Comment réagir quand mon partenaire suppose que je vais tout gérer à la maison ?

Le plus efficace est de poser une limite claire et calme. Dis ce que tu acceptes, ce que tu ne veux pas porter seule, et propose une répartition concrète. Plus tu es précise, plus la discussion a de chances d’aboutir à quelque chose de juste.

Est-ce égoïste de refuser de cuisiner tous les soirs ?

Non, ce n’est pas égoïste. Refuser une répartition déséquilibrée, c’est protéger ton énergie et ton équilibre. Si tu travailles autant que ton partenaire, il est normal que les tâches domestiques soient partagées.

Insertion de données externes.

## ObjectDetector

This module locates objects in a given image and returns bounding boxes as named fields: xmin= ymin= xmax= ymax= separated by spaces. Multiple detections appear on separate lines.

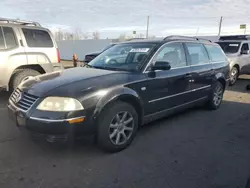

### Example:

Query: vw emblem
xmin=15 ymin=93 xmax=22 ymax=103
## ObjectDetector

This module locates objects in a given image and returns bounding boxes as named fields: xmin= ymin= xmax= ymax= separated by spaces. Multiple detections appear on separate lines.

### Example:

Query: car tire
xmin=207 ymin=81 xmax=225 ymax=110
xmin=11 ymin=69 xmax=40 ymax=90
xmin=229 ymin=66 xmax=239 ymax=86
xmin=97 ymin=101 xmax=138 ymax=152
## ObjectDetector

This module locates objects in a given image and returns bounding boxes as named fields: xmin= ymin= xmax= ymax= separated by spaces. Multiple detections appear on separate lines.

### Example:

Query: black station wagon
xmin=8 ymin=36 xmax=229 ymax=152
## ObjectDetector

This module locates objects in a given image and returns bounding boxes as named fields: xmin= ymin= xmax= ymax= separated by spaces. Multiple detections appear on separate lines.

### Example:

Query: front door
xmin=0 ymin=27 xmax=27 ymax=87
xmin=185 ymin=42 xmax=215 ymax=100
xmin=238 ymin=43 xmax=250 ymax=74
xmin=145 ymin=42 xmax=191 ymax=115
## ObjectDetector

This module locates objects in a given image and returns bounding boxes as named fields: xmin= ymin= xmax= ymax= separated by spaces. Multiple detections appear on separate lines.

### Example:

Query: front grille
xmin=85 ymin=55 xmax=96 ymax=62
xmin=10 ymin=89 xmax=38 ymax=111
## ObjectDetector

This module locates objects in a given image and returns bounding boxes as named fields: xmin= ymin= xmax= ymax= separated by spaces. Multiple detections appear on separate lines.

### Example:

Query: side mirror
xmin=151 ymin=61 xmax=171 ymax=71
xmin=241 ymin=50 xmax=249 ymax=55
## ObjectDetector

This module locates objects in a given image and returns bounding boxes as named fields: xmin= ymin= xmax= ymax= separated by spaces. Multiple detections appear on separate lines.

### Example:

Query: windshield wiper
xmin=93 ymin=66 xmax=130 ymax=72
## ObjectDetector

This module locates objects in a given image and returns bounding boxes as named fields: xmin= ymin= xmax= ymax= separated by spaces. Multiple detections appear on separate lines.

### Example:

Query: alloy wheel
xmin=109 ymin=111 xmax=134 ymax=145
xmin=230 ymin=67 xmax=238 ymax=84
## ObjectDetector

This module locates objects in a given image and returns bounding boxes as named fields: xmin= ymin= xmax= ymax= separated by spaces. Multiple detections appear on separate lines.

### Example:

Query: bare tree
xmin=118 ymin=34 xmax=126 ymax=41
xmin=54 ymin=30 xmax=64 ymax=41
xmin=92 ymin=31 xmax=100 ymax=39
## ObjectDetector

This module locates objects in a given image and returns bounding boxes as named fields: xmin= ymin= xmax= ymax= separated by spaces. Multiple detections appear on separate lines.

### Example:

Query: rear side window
xmin=205 ymin=45 xmax=226 ymax=62
xmin=0 ymin=27 xmax=5 ymax=50
xmin=22 ymin=29 xmax=53 ymax=48
xmin=0 ymin=27 xmax=17 ymax=50
xmin=186 ymin=43 xmax=209 ymax=65
xmin=3 ymin=27 xmax=17 ymax=49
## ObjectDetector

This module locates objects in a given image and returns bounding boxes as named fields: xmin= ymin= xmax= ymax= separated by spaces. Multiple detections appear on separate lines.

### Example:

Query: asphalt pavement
xmin=0 ymin=77 xmax=250 ymax=188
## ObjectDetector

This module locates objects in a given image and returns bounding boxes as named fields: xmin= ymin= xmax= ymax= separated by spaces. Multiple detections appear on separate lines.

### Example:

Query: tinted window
xmin=88 ymin=43 xmax=155 ymax=71
xmin=155 ymin=43 xmax=187 ymax=68
xmin=3 ymin=27 xmax=17 ymax=49
xmin=22 ymin=29 xmax=53 ymax=48
xmin=241 ymin=43 xmax=249 ymax=51
xmin=0 ymin=27 xmax=5 ymax=50
xmin=217 ymin=42 xmax=240 ymax=53
xmin=205 ymin=45 xmax=226 ymax=61
xmin=186 ymin=43 xmax=209 ymax=65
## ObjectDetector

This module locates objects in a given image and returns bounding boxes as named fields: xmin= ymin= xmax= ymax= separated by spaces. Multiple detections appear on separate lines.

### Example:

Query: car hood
xmin=85 ymin=52 xmax=102 ymax=56
xmin=19 ymin=67 xmax=133 ymax=97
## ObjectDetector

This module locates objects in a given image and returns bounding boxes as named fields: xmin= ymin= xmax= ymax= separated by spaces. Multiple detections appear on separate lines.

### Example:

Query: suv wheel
xmin=229 ymin=67 xmax=239 ymax=86
xmin=11 ymin=69 xmax=40 ymax=90
xmin=97 ymin=102 xmax=138 ymax=152
xmin=208 ymin=81 xmax=225 ymax=110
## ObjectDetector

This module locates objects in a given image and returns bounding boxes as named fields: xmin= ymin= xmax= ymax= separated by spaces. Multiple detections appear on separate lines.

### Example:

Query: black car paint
xmin=9 ymin=41 xmax=228 ymax=138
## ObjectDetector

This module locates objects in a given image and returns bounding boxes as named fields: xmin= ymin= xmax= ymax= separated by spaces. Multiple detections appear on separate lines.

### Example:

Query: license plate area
xmin=16 ymin=111 xmax=26 ymax=127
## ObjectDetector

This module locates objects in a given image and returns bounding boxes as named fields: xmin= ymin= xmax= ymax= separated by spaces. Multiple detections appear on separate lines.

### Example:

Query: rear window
xmin=3 ymin=27 xmax=17 ymax=49
xmin=22 ymin=29 xmax=53 ymax=48
xmin=217 ymin=42 xmax=241 ymax=53
xmin=205 ymin=45 xmax=226 ymax=62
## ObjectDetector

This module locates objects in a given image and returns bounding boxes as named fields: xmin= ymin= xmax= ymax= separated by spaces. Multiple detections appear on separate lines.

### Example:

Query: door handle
xmin=185 ymin=73 xmax=192 ymax=78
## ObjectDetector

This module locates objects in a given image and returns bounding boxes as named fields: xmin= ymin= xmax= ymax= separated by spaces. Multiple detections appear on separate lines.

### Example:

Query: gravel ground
xmin=0 ymin=77 xmax=250 ymax=188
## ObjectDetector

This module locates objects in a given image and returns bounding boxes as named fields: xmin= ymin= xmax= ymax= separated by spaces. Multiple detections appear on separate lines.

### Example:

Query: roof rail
xmin=127 ymin=38 xmax=145 ymax=41
xmin=219 ymin=35 xmax=250 ymax=41
xmin=0 ymin=18 xmax=41 ymax=27
xmin=163 ymin=35 xmax=212 ymax=42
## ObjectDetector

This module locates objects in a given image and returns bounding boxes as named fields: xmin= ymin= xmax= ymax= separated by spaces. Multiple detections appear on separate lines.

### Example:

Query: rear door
xmin=0 ymin=26 xmax=27 ymax=87
xmin=145 ymin=42 xmax=192 ymax=114
xmin=238 ymin=42 xmax=250 ymax=74
xmin=185 ymin=42 xmax=215 ymax=100
xmin=21 ymin=28 xmax=59 ymax=72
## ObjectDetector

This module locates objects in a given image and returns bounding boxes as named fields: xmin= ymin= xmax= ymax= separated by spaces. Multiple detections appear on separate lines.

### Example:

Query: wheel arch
xmin=8 ymin=64 xmax=46 ymax=90
xmin=94 ymin=88 xmax=144 ymax=125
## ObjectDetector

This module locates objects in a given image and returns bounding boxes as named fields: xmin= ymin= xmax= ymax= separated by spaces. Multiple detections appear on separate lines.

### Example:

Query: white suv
xmin=0 ymin=18 xmax=63 ymax=91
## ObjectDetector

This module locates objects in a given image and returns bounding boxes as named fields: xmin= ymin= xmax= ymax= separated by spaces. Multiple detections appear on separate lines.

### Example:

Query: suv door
xmin=0 ymin=26 xmax=27 ymax=88
xmin=238 ymin=42 xmax=250 ymax=74
xmin=185 ymin=42 xmax=215 ymax=100
xmin=145 ymin=42 xmax=191 ymax=115
xmin=20 ymin=28 xmax=60 ymax=72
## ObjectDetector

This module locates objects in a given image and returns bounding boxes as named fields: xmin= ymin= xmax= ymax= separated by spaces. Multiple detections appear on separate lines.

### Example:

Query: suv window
xmin=155 ymin=43 xmax=187 ymax=68
xmin=0 ymin=27 xmax=5 ymax=50
xmin=3 ymin=27 xmax=17 ymax=49
xmin=22 ymin=29 xmax=53 ymax=48
xmin=205 ymin=44 xmax=226 ymax=62
xmin=186 ymin=43 xmax=209 ymax=65
xmin=241 ymin=43 xmax=249 ymax=51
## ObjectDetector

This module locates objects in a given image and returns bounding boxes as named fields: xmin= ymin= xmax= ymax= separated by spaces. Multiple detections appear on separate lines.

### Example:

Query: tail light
xmin=56 ymin=48 xmax=61 ymax=63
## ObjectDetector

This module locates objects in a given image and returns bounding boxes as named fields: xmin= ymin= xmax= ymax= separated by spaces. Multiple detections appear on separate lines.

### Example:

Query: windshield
xmin=88 ymin=43 xmax=155 ymax=71
xmin=102 ymin=44 xmax=115 ymax=52
xmin=217 ymin=42 xmax=240 ymax=53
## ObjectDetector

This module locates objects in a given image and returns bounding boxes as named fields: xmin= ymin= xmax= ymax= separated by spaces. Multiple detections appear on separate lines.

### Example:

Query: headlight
xmin=37 ymin=97 xmax=84 ymax=112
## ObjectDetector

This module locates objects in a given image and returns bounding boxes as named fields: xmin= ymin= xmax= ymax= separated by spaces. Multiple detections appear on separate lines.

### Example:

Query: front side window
xmin=3 ymin=27 xmax=17 ymax=49
xmin=217 ymin=42 xmax=240 ymax=54
xmin=154 ymin=43 xmax=187 ymax=68
xmin=186 ymin=43 xmax=209 ymax=65
xmin=205 ymin=44 xmax=226 ymax=62
xmin=22 ymin=29 xmax=54 ymax=48
xmin=88 ymin=43 xmax=156 ymax=71
xmin=241 ymin=43 xmax=249 ymax=51
xmin=0 ymin=27 xmax=5 ymax=50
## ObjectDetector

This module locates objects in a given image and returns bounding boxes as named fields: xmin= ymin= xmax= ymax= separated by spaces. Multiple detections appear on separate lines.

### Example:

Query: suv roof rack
xmin=0 ymin=18 xmax=41 ymax=27
xmin=163 ymin=35 xmax=212 ymax=42
xmin=219 ymin=35 xmax=250 ymax=41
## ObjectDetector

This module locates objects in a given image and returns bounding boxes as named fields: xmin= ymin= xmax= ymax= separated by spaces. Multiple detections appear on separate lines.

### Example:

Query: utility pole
xmin=146 ymin=16 xmax=149 ymax=38
xmin=218 ymin=16 xmax=223 ymax=37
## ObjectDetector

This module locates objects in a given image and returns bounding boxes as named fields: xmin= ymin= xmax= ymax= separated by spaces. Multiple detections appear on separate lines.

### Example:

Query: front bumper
xmin=8 ymin=103 xmax=95 ymax=140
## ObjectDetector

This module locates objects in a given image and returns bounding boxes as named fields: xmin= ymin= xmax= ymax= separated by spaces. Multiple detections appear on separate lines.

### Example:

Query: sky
xmin=0 ymin=0 xmax=250 ymax=38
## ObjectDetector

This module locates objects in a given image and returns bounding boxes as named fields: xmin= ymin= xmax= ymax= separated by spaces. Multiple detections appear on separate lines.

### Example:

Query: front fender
xmin=94 ymin=87 xmax=142 ymax=118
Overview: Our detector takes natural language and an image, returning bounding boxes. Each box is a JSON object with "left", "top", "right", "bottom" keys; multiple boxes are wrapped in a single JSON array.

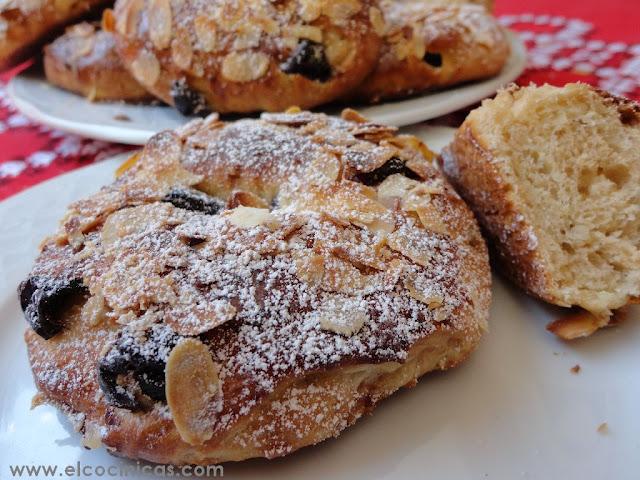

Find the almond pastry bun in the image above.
[
  {"left": 441, "top": 83, "right": 640, "bottom": 340},
  {"left": 353, "top": 0, "right": 511, "bottom": 102},
  {"left": 19, "top": 110, "right": 491, "bottom": 464},
  {"left": 109, "top": 0, "right": 384, "bottom": 115},
  {"left": 43, "top": 22, "right": 154, "bottom": 103}
]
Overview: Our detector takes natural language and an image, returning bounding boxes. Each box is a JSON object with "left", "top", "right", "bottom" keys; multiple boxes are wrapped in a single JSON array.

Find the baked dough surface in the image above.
[
  {"left": 113, "top": 0, "right": 383, "bottom": 114},
  {"left": 354, "top": 0, "right": 510, "bottom": 102},
  {"left": 44, "top": 22, "right": 154, "bottom": 103},
  {"left": 0, "top": 0, "right": 112, "bottom": 71},
  {"left": 21, "top": 111, "right": 491, "bottom": 464}
]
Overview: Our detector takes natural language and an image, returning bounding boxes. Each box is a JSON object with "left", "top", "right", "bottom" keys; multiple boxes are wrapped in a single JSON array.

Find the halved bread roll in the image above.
[
  {"left": 0, "top": 0, "right": 113, "bottom": 71},
  {"left": 44, "top": 22, "right": 154, "bottom": 102},
  {"left": 442, "top": 84, "right": 640, "bottom": 336}
]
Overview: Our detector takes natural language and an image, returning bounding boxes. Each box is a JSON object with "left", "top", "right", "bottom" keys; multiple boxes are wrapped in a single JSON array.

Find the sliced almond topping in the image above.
[
  {"left": 100, "top": 203, "right": 177, "bottom": 246},
  {"left": 369, "top": 7, "right": 387, "bottom": 37},
  {"left": 294, "top": 251, "right": 324, "bottom": 286},
  {"left": 233, "top": 22, "right": 262, "bottom": 50},
  {"left": 53, "top": 0, "right": 77, "bottom": 14},
  {"left": 193, "top": 17, "right": 217, "bottom": 52},
  {"left": 101, "top": 8, "right": 116, "bottom": 32},
  {"left": 165, "top": 338, "right": 220, "bottom": 445},
  {"left": 319, "top": 0, "right": 362, "bottom": 24},
  {"left": 287, "top": 182, "right": 395, "bottom": 232},
  {"left": 547, "top": 311, "right": 609, "bottom": 340},
  {"left": 411, "top": 24, "right": 427, "bottom": 60},
  {"left": 340, "top": 108, "right": 369, "bottom": 123},
  {"left": 306, "top": 153, "right": 342, "bottom": 185},
  {"left": 227, "top": 206, "right": 278, "bottom": 228},
  {"left": 315, "top": 297, "right": 369, "bottom": 337},
  {"left": 115, "top": 0, "right": 144, "bottom": 37},
  {"left": 171, "top": 29, "right": 193, "bottom": 70},
  {"left": 404, "top": 275, "right": 444, "bottom": 308},
  {"left": 165, "top": 295, "right": 237, "bottom": 336},
  {"left": 131, "top": 50, "right": 160, "bottom": 87},
  {"left": 227, "top": 190, "right": 269, "bottom": 209},
  {"left": 378, "top": 173, "right": 420, "bottom": 201},
  {"left": 82, "top": 421, "right": 102, "bottom": 450},
  {"left": 80, "top": 295, "right": 107, "bottom": 327},
  {"left": 416, "top": 203, "right": 449, "bottom": 235},
  {"left": 325, "top": 30, "right": 356, "bottom": 71},
  {"left": 320, "top": 256, "right": 383, "bottom": 295},
  {"left": 116, "top": 151, "right": 140, "bottom": 178},
  {"left": 298, "top": 0, "right": 322, "bottom": 22},
  {"left": 387, "top": 228, "right": 432, "bottom": 267},
  {"left": 147, "top": 0, "right": 172, "bottom": 50},
  {"left": 68, "top": 37, "right": 96, "bottom": 62},
  {"left": 222, "top": 51, "right": 270, "bottom": 82}
]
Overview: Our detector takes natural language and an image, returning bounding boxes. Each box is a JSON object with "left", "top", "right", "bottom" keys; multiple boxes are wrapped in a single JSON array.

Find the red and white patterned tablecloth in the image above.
[{"left": 0, "top": 0, "right": 640, "bottom": 200}]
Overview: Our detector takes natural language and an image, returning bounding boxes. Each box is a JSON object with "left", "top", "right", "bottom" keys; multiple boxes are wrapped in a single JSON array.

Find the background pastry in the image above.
[
  {"left": 44, "top": 22, "right": 154, "bottom": 102},
  {"left": 20, "top": 111, "right": 490, "bottom": 464},
  {"left": 112, "top": 0, "right": 383, "bottom": 114},
  {"left": 442, "top": 84, "right": 640, "bottom": 334}
]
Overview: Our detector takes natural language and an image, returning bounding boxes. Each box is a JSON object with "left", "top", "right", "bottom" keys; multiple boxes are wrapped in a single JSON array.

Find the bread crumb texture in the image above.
[{"left": 466, "top": 83, "right": 640, "bottom": 318}]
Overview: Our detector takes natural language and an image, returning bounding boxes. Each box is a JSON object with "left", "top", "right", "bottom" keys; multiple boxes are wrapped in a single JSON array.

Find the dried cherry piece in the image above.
[
  {"left": 422, "top": 52, "right": 442, "bottom": 68},
  {"left": 280, "top": 39, "right": 331, "bottom": 82},
  {"left": 18, "top": 276, "right": 86, "bottom": 340},
  {"left": 98, "top": 324, "right": 180, "bottom": 410},
  {"left": 356, "top": 157, "right": 421, "bottom": 187},
  {"left": 171, "top": 79, "right": 211, "bottom": 117},
  {"left": 162, "top": 188, "right": 224, "bottom": 215}
]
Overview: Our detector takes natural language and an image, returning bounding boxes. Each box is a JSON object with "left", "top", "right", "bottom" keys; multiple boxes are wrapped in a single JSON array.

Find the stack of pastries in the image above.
[{"left": 0, "top": 0, "right": 509, "bottom": 115}]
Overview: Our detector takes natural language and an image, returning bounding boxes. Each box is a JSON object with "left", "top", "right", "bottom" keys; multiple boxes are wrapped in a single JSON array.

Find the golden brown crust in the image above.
[
  {"left": 21, "top": 112, "right": 491, "bottom": 464},
  {"left": 440, "top": 122, "right": 558, "bottom": 303},
  {"left": 108, "top": 0, "right": 381, "bottom": 113},
  {"left": 0, "top": 0, "right": 111, "bottom": 70},
  {"left": 44, "top": 23, "right": 154, "bottom": 102},
  {"left": 440, "top": 84, "right": 640, "bottom": 328},
  {"left": 356, "top": 0, "right": 510, "bottom": 101}
]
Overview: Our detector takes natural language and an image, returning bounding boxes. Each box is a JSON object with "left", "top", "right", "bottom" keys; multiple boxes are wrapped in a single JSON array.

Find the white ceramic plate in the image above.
[
  {"left": 8, "top": 33, "right": 526, "bottom": 145},
  {"left": 0, "top": 127, "right": 640, "bottom": 480}
]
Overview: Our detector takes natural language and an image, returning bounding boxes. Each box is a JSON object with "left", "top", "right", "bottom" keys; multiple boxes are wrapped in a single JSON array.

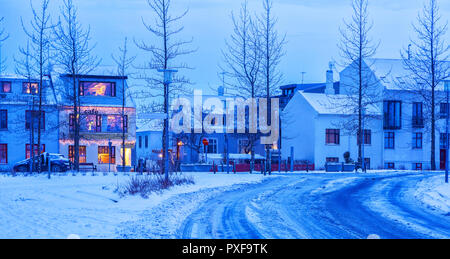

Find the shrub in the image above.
[{"left": 115, "top": 174, "right": 195, "bottom": 198}]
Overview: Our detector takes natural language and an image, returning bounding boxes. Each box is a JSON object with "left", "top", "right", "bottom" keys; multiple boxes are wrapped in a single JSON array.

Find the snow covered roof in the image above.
[
  {"left": 136, "top": 119, "right": 163, "bottom": 132},
  {"left": 365, "top": 58, "right": 450, "bottom": 90},
  {"left": 294, "top": 91, "right": 381, "bottom": 115}
]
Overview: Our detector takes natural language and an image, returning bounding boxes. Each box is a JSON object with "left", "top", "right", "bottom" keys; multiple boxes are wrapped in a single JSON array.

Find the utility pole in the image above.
[
  {"left": 444, "top": 80, "right": 450, "bottom": 183},
  {"left": 158, "top": 69, "right": 178, "bottom": 182}
]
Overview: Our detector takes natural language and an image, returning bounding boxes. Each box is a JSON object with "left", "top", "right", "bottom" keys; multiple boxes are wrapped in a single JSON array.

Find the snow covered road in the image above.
[{"left": 176, "top": 174, "right": 450, "bottom": 239}]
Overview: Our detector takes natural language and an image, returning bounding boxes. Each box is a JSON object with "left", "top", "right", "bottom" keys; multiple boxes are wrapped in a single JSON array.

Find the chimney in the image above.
[{"left": 325, "top": 62, "right": 335, "bottom": 94}]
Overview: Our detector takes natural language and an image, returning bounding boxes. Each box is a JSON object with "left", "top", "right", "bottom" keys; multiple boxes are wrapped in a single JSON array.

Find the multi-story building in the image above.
[
  {"left": 0, "top": 76, "right": 59, "bottom": 171},
  {"left": 282, "top": 59, "right": 448, "bottom": 170},
  {"left": 59, "top": 75, "right": 136, "bottom": 171}
]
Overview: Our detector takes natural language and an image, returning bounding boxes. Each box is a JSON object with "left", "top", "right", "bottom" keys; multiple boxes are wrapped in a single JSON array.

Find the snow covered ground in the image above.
[
  {"left": 0, "top": 173, "right": 270, "bottom": 238},
  {"left": 415, "top": 175, "right": 450, "bottom": 216}
]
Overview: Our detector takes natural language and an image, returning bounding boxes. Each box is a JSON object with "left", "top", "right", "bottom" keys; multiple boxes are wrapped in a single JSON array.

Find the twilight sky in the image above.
[{"left": 0, "top": 0, "right": 450, "bottom": 91}]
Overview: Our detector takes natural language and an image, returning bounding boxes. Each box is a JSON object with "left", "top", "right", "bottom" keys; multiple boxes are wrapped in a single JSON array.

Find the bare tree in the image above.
[
  {"left": 135, "top": 0, "right": 195, "bottom": 177},
  {"left": 112, "top": 38, "right": 136, "bottom": 171},
  {"left": 21, "top": 0, "right": 53, "bottom": 178},
  {"left": 258, "top": 0, "right": 286, "bottom": 174},
  {"left": 53, "top": 0, "right": 100, "bottom": 171},
  {"left": 221, "top": 2, "right": 264, "bottom": 173},
  {"left": 402, "top": 0, "right": 450, "bottom": 170},
  {"left": 336, "top": 0, "right": 380, "bottom": 170},
  {"left": 0, "top": 17, "right": 9, "bottom": 75},
  {"left": 14, "top": 41, "right": 39, "bottom": 174}
]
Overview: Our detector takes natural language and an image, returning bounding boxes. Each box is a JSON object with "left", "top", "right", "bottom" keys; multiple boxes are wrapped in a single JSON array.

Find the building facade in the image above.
[
  {"left": 0, "top": 76, "right": 59, "bottom": 172},
  {"left": 282, "top": 59, "right": 448, "bottom": 170},
  {"left": 59, "top": 75, "right": 136, "bottom": 171}
]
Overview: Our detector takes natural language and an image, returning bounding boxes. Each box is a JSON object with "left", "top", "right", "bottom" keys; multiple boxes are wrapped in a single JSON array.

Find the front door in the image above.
[{"left": 440, "top": 149, "right": 447, "bottom": 170}]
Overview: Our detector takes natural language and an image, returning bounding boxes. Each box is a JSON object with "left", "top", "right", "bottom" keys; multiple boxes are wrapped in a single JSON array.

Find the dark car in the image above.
[{"left": 13, "top": 153, "right": 71, "bottom": 172}]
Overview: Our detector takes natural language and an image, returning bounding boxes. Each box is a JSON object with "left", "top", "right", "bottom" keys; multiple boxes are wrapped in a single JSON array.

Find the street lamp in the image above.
[
  {"left": 444, "top": 80, "right": 450, "bottom": 183},
  {"left": 158, "top": 69, "right": 178, "bottom": 181}
]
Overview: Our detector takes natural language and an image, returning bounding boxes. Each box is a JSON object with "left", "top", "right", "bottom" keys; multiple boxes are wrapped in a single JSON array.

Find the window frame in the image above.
[
  {"left": 412, "top": 132, "right": 423, "bottom": 149},
  {"left": 0, "top": 81, "right": 12, "bottom": 94},
  {"left": 325, "top": 129, "right": 341, "bottom": 146},
  {"left": 384, "top": 131, "right": 395, "bottom": 149},
  {"left": 0, "top": 143, "right": 8, "bottom": 165},
  {"left": 383, "top": 100, "right": 402, "bottom": 130},
  {"left": 78, "top": 81, "right": 117, "bottom": 97},
  {"left": 25, "top": 110, "right": 45, "bottom": 130},
  {"left": 0, "top": 110, "right": 8, "bottom": 130}
]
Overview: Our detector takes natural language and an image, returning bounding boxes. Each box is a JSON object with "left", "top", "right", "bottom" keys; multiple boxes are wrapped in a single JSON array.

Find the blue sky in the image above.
[{"left": 0, "top": 0, "right": 450, "bottom": 91}]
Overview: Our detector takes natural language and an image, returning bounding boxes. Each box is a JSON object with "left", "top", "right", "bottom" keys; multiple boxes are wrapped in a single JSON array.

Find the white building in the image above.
[
  {"left": 281, "top": 59, "right": 446, "bottom": 170},
  {"left": 0, "top": 76, "right": 59, "bottom": 172}
]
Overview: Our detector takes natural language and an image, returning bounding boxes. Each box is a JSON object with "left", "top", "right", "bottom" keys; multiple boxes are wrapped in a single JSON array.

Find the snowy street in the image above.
[
  {"left": 0, "top": 173, "right": 450, "bottom": 239},
  {"left": 177, "top": 174, "right": 450, "bottom": 239}
]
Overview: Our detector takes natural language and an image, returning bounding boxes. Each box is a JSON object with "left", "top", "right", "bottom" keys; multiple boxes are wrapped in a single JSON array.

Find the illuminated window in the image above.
[
  {"left": 0, "top": 144, "right": 8, "bottom": 164},
  {"left": 81, "top": 115, "right": 102, "bottom": 132},
  {"left": 22, "top": 83, "right": 39, "bottom": 94},
  {"left": 25, "top": 111, "right": 45, "bottom": 130},
  {"left": 0, "top": 110, "right": 8, "bottom": 129},
  {"left": 25, "top": 144, "right": 45, "bottom": 159},
  {"left": 69, "top": 145, "right": 86, "bottom": 163},
  {"left": 98, "top": 146, "right": 116, "bottom": 164},
  {"left": 80, "top": 82, "right": 116, "bottom": 97},
  {"left": 0, "top": 82, "right": 11, "bottom": 93},
  {"left": 106, "top": 115, "right": 128, "bottom": 133}
]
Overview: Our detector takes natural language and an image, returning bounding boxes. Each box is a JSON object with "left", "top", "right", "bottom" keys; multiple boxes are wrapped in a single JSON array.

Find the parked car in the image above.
[{"left": 13, "top": 152, "right": 72, "bottom": 172}]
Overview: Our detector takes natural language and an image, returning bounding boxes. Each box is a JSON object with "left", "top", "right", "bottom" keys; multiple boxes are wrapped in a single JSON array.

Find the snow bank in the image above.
[
  {"left": 0, "top": 173, "right": 270, "bottom": 238},
  {"left": 414, "top": 175, "right": 450, "bottom": 215}
]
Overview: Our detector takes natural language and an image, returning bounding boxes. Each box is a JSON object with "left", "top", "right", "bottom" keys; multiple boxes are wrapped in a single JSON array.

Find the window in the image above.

Comment répartir équitablement les tâches dans un couple ?

Commence par lister tout ce qui doit être fait, y compris la charge mentale. Ensuite, répartis selon les horaires, les compétences et les préférences de chacun. L’objectif n’est pas une égalité parfaite sur chaque tâche, mais un équilibre global qui tient dans la durée.

Pourquoi la charge mentale est-elle un vrai sujet dans la vie de couple ?

Parce qu’elle ne se voit pas toujours, mais elle fatigue énormément. Penser aux repas, aux courses, au ménage et à l’organisation quotidienne demande une énergie réelle. Si une seule personne porte tout cela, le déséquilibre finit souvent par créer de la tension.

Peut-on respecter une culture différente sans accepter ses aspects sexistes ?

Oui, complètement. Comprendre une culture ne veut pas dire tout valider. Tu peux respecter les personnes, leur histoire et leurs habitudes tout en refusant un modèle de couple qui te désavantage.